In general, data processing includes raw read quality control, 5' or 3' end trimming, genome mapping, APA clustering and characterization, assessment of differential expression and pathway enrichment. Once libraries are well separated with individual barcodes, raw reads are processed for quality control and sequencing scores using CIMS (crosslinking induced mutation sites) (http://zhanglab.c2b2.columbia.edu/index.php/CIMS), FastQC (a quality control tool for high throughput sequence data) (http://www.bioinformatics.babraham.ac.uk/projects/fastqc/) or FASTX Toolkit version 0.0.13.1 (http://hannonlab.cshl.edu/fastx_toolkit/), for example.
Depending on the library construction protocol and sequencing platform, the ideal reads that contain APA sites should have either poly(T) at their 5'-ends or poly(A) at their 3'-ends. To improve successful rate of read mapping, it works best to trim off these poly(T) or poly(A) because they do not exist at the DNA level. Software, such as Cutadapt [16] or Perl script [14] can be used to complete the trimming process.

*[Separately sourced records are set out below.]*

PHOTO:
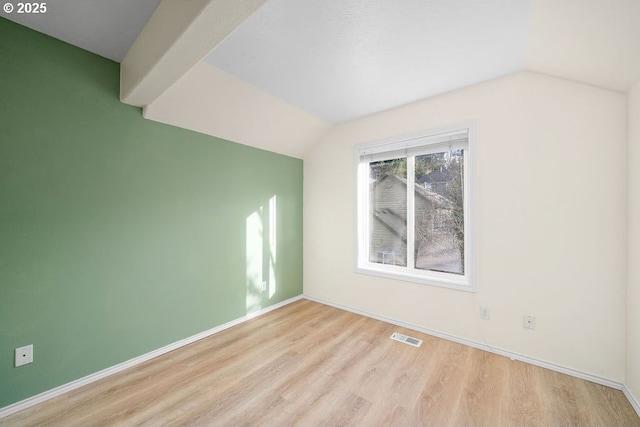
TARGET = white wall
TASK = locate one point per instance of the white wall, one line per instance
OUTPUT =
(550, 214)
(633, 283)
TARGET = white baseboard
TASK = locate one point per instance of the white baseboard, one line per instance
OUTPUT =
(506, 353)
(632, 399)
(49, 394)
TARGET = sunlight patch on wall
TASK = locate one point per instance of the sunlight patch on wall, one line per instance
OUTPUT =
(254, 258)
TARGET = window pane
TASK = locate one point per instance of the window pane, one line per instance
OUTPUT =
(388, 212)
(439, 206)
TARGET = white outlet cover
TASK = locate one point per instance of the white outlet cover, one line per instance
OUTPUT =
(485, 312)
(24, 355)
(529, 321)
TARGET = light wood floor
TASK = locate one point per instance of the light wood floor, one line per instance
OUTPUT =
(309, 364)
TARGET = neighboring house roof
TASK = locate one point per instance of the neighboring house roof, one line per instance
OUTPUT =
(431, 196)
(395, 222)
(392, 221)
(435, 176)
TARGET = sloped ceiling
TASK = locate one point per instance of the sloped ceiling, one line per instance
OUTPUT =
(278, 74)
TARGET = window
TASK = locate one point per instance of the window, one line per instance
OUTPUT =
(413, 208)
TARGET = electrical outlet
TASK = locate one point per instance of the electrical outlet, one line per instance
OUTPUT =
(485, 312)
(529, 321)
(24, 355)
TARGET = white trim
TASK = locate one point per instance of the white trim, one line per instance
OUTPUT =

For read mapping, selection of a well-assembled genome is essential, which can be downloaded from either UCSC Genome Browser (https://genome.ucsc.edu/) or the NCBI ftp site (https://ftp.ncbi.nih.gov/genomes/). NovoAlign (http://www.novocraft.com/products/novoalign/), GSNAP (genome short-read nucleotide alignment program) [17], Bowtie (http://bowtie-bio.sourceforge.net/index.shtml) [18] and TopHat2 (https://ccb.jhu.edu/software/tophat/index.shtml) [19] are frequently used to map reads to different genome/gene regions. CIMS (http://zhanglab.c2b2.columbia.edu/index.php/CIMS), F-seq [20], PAcluster [21] and PlantAPA [22] can be used to call APA clusters, usually within a 20 - 30 bp window.
WTTS-seq raw data processing and bioinformatics pipeline. Data analysis usually involves quality control, reads mapping, APA clustering, location assignment and classification for characterization.
There are several ways to characterize APA sites by type or category. 3'UTR and CDS-APA sites can be separated using closestBed with the BEDtools suite [23]. This simple classification allows examination of APA switching events within 3'UTRs or between coding regions and 3'UTRs [24]. Genomic features, such as 5'UTR, intron, exon, 3'UTR and intergenic regions can be used to classify APA sites [25]. Differentially expressed APA (DE-APA) sites can be determined using DEXSeq, DESeq2, edgeR, HTSeq and XBSeq2 [26-30]. Differentially expressed genes (DEGs) associated with DE-APA sites can be used to enrich GO terms using PantherDB [31], KEGG (Kyoto Encyclopedia of Genes and Genomes, http://www.genome.jp/kegg/), and DAVID (the database for annotation, visualization and integrated discovery, https://david.ncifcrf.gov/), for example.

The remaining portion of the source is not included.